Mateo 16.21-23
Vivimos una cultura que promueve la permisividad. Es decir, de una tolerancia excesiva con las personas que se manifiesta consintiéndoles cosas que otros castigarían o reprimirían. La primera consecuencia de ello es que hemos aprendido que nadie tiene el derecho de criticar, y muchos menos juzgar, nuestras decisiones y conductas. Desde luego esto requiere que, de nuestra parte, también asumamos que no tenemos el derecho de criticar ni mucho menos juzgar a otros.
Es un hecho que los círculos cristianos hemos sido permeados por tal cultura. Cada vez es mayor el número de quienes se niegan a ser juzgados y el de que se niegan a juzgar. Como evidencia de un acercamiento individualista a las cuestiones de la fe se pretende que la conducta impropia de alguno de los miembros del cuerpo de Cristo, la Iglesia, es un asunto entre la persona y Dios. Además, se califica a quienes, contra la corriente, juzgan y confrontan a quienes han fallado en su fidelidad de carentes de amor. Puesto que, se asegura, juzgar o confrontar a quien ha caído no es un acto de amor.

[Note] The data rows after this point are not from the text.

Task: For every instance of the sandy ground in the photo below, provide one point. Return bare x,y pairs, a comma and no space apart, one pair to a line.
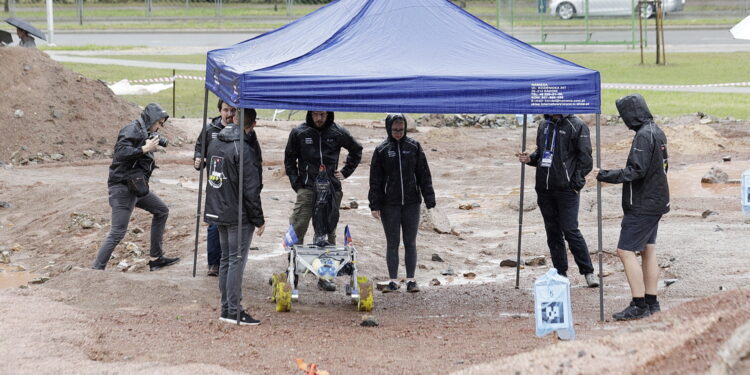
85,321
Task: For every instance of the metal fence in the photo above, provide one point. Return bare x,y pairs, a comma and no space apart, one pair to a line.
534,21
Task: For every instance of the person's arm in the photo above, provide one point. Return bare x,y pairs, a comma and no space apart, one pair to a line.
636,167
375,195
584,162
251,187
129,145
291,158
354,154
424,178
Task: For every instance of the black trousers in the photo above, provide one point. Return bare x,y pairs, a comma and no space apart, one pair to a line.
560,212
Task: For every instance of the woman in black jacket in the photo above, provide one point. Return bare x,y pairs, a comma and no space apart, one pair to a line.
399,178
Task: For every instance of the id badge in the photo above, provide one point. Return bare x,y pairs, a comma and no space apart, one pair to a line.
546,159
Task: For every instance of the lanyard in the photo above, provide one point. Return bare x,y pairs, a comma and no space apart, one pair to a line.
546,138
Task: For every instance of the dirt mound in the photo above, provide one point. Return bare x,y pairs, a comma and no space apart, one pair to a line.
54,113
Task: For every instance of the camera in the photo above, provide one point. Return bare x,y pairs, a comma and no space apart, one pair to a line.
163,141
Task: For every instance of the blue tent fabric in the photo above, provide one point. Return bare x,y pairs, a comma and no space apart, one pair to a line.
415,56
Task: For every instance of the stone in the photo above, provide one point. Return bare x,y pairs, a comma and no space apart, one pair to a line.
715,176
708,213
509,263
536,261
369,321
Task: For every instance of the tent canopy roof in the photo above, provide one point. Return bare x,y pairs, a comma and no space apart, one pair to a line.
398,56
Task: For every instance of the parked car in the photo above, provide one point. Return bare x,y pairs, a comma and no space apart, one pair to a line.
567,9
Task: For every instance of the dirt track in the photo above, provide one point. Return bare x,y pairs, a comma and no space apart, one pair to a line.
82,321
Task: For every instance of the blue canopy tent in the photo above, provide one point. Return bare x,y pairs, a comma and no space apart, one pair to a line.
415,56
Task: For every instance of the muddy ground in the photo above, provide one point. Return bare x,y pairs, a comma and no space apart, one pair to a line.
85,321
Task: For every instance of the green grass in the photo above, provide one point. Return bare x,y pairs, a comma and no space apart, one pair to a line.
683,68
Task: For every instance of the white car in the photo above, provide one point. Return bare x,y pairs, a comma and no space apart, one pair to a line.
567,9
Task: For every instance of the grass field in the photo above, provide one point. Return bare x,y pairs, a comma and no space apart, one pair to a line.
682,69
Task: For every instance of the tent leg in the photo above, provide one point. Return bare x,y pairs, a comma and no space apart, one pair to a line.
520,204
599,215
200,181
241,167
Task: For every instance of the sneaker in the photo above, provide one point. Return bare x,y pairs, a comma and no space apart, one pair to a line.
654,308
245,319
632,312
328,286
591,280
213,270
391,287
161,262
411,287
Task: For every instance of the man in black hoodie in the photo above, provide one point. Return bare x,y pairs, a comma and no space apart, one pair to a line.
132,164
645,198
226,115
317,142
222,196
563,159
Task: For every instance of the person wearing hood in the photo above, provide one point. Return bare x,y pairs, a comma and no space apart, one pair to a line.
226,115
562,159
399,179
222,196
645,198
132,164
314,144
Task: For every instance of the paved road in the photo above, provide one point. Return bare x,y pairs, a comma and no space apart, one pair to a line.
679,40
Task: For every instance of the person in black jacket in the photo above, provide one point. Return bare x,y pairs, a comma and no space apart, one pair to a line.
317,142
222,197
132,164
563,159
226,115
399,178
645,198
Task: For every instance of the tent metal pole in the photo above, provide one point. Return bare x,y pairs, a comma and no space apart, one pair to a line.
520,204
599,215
200,180
241,167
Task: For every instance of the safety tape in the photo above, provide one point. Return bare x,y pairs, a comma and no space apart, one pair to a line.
645,87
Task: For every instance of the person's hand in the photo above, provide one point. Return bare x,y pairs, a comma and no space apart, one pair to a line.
523,157
150,145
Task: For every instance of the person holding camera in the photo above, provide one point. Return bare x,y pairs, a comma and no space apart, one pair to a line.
132,164
562,160
212,129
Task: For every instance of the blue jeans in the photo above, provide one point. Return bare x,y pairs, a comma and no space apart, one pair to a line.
213,246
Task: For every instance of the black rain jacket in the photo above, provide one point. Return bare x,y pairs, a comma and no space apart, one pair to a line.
309,147
222,191
399,173
212,131
645,190
571,159
128,159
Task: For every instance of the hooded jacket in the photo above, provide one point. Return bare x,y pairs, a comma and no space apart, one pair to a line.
222,191
645,190
212,131
128,159
399,173
571,157
308,147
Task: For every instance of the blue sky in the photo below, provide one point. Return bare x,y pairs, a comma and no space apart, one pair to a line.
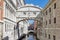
40,3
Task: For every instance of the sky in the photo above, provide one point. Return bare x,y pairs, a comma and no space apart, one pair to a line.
40,3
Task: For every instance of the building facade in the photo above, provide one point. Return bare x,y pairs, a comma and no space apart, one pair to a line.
7,19
51,20
1,18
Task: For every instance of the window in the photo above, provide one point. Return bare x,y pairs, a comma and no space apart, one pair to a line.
24,13
49,9
49,21
46,12
45,35
54,38
49,36
46,22
55,6
55,20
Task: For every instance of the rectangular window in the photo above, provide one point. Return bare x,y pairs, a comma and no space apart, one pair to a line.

Nuestro pasaje resulta incómodo pues acudimos a un Jesús que no responde a nuestras expectativas. Ante el sano deseo de Pedro de que Jesús no enfrentara los sufrimientos que el mismo estaba anunciando -por cierto, que el discípulo lo hace de manera comedida: ¡Dios nos libre, Señor! —dijo—. Eso jamás te sucederá a ti-, Jesús reacciona con lo que parece una dureza excesiva diciéndole: —¡Aléjate de mí, Satanás! Representas una trampa peligrosa para mí. Ves las cosas solamente desde el punto de vista humano, no desde el punto de vista de Dios.